Hydrocarb Energy Corp (OTCBB:HECC) Immobilized
There’s no market like the OTC Market. Here’s an example. While it is currently bouncing, the price of crude oil has had a rough ride over the last few months. Yet, Hydrocarb Energy Corp (OTCBB:HECC), an OTC oil and gas company, doesn’t seem to be affected by this at all.
In fact, it stormed out of the sub-dollar levels in April and, at least by penny stock standards, it’s been doing relatively well since then. That said, there are days when it seems a bit reluctant to move. Yesterday, for example, it went through a few wild swings in both directions, but it eventually came to a close of $1.67 per share (about 0.6% in the red). And that’s a bit strange considering the news that hit the wire about half an hour before the opening bell.
We’ll get to the news in question in a minute, but before we can do that, we need to open HECC‘s latest 10-Q and see what we have on our hands. The report covers the three months ended April 30 and it looks like this:
- cash: $90,261
- current assets: $1,195,369
- current liabilities: $7,134,423
- quarterly revenues: $1,139,278
- quarterly net loss: $3,456,582
Straight away, we can see that this isn’t your typical development stage penny stock company. Although it changed its name last year (it was previously known as Duma Energy Corp), HECC has been working on its oil wells for quite some time and it has managed to reach a point where the quarterly revenues are in the seven-figure range. Unfortunately, profitability is still nothing but a distant dream, and that, in turn, has led to some other problems.

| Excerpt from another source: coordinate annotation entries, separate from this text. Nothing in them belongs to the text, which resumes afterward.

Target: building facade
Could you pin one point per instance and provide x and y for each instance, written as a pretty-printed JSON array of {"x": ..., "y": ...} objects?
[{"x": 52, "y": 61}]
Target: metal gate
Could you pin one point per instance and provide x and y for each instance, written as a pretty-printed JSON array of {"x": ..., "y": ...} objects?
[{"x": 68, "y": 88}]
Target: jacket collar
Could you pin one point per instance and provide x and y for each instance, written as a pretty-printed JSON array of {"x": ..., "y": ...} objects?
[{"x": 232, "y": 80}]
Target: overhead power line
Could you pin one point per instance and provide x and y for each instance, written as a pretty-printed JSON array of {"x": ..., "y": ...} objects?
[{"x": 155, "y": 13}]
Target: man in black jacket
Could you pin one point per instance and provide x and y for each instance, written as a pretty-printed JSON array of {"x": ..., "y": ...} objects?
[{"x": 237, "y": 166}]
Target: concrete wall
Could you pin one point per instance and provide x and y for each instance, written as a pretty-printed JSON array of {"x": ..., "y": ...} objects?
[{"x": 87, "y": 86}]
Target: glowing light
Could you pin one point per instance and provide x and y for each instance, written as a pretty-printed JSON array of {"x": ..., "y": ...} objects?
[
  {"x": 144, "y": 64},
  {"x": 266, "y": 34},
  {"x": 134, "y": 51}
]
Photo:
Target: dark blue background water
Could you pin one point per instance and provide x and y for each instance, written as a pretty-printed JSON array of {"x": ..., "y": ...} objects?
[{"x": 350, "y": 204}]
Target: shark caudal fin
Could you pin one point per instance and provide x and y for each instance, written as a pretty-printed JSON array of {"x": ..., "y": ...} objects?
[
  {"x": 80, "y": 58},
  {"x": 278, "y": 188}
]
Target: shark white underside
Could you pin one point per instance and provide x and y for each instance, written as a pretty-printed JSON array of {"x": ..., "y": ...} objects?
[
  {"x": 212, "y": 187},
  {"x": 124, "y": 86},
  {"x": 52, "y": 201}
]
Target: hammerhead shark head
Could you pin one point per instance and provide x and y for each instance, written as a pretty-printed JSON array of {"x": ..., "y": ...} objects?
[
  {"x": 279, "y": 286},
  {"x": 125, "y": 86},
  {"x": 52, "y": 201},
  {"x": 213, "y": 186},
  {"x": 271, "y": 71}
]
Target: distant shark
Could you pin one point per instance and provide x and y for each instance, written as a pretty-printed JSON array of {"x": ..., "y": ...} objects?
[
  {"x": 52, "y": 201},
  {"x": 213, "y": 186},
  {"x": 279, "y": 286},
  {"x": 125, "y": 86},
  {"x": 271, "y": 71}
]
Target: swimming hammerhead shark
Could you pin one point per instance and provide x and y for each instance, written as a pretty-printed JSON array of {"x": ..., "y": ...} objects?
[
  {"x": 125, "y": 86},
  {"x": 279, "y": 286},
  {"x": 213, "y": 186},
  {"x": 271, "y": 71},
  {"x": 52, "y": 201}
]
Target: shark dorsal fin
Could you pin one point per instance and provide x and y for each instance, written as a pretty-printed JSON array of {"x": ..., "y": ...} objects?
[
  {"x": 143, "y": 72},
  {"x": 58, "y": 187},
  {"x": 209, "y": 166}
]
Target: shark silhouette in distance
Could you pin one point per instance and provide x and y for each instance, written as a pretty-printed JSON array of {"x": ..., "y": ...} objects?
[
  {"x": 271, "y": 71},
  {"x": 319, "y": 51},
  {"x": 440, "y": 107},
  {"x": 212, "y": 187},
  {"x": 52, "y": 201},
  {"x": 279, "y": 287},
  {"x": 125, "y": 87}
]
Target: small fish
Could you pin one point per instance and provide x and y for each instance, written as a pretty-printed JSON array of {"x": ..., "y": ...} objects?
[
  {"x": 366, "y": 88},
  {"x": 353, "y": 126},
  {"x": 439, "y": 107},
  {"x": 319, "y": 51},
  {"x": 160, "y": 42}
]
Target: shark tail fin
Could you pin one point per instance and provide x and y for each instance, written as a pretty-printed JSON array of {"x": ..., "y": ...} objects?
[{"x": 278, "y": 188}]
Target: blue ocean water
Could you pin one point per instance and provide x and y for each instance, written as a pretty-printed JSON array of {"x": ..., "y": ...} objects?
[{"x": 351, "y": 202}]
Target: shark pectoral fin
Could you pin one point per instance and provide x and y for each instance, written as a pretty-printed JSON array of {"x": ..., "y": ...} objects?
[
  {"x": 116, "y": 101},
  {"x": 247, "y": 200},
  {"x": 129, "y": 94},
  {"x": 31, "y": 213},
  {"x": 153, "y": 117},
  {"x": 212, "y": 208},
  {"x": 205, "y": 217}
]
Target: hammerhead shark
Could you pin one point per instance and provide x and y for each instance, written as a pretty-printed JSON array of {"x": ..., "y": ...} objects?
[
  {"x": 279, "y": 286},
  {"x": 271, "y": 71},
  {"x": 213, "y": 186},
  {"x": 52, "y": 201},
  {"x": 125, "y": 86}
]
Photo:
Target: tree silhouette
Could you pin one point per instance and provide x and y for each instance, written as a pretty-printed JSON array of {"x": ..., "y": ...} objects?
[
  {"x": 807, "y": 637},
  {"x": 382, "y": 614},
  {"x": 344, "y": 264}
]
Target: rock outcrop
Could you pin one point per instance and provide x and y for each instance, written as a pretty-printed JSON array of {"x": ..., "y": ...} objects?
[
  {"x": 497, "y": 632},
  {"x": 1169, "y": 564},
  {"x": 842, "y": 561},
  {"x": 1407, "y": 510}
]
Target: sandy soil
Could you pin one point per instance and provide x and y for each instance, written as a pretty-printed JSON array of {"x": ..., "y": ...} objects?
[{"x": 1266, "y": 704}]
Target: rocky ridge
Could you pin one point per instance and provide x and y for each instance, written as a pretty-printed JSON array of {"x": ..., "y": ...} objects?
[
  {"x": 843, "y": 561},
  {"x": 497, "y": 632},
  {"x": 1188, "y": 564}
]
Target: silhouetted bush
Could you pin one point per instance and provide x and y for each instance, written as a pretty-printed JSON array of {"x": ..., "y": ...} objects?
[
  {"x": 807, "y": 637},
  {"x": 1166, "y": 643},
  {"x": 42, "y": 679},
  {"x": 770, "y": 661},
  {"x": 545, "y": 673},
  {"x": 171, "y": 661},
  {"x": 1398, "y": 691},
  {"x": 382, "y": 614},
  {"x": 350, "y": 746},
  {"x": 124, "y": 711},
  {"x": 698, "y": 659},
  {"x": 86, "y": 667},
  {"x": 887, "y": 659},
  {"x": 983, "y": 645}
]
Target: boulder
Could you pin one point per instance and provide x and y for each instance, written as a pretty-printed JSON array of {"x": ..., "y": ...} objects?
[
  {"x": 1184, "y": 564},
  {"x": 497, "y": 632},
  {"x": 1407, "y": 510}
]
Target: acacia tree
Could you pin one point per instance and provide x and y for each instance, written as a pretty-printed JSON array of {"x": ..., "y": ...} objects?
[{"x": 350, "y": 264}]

The company was in need of some cash at the beginning of the year, but it was struggling to find a financing deal with favorable terms. The management team eventually decided to bite the bullet and they issued more than a few convertible notes which, in typical OTC fashion, can be turned into stock at discounts that reach 50% in some cases.
This is where yesterday’s press release comes in. The management team proudly announced that some of these convertible notes have been repaid with cash. This is definitely good news, but, as we established already, the stock failed to move. So, why are investors unsure about HECC?
Only about 31% of the toxic debt was satisfied with money which means that the threat of potential dilution is still very real. Of course, the management team told us yesterday that they are going to repay the rest of the toxic notes with cash, but then again, they did that just a month after asking the shareholders whether they should raise the number of authorized shares to 1 billion, despite the fact that there were a little over 23 million shares issued and outstanding at the end of July.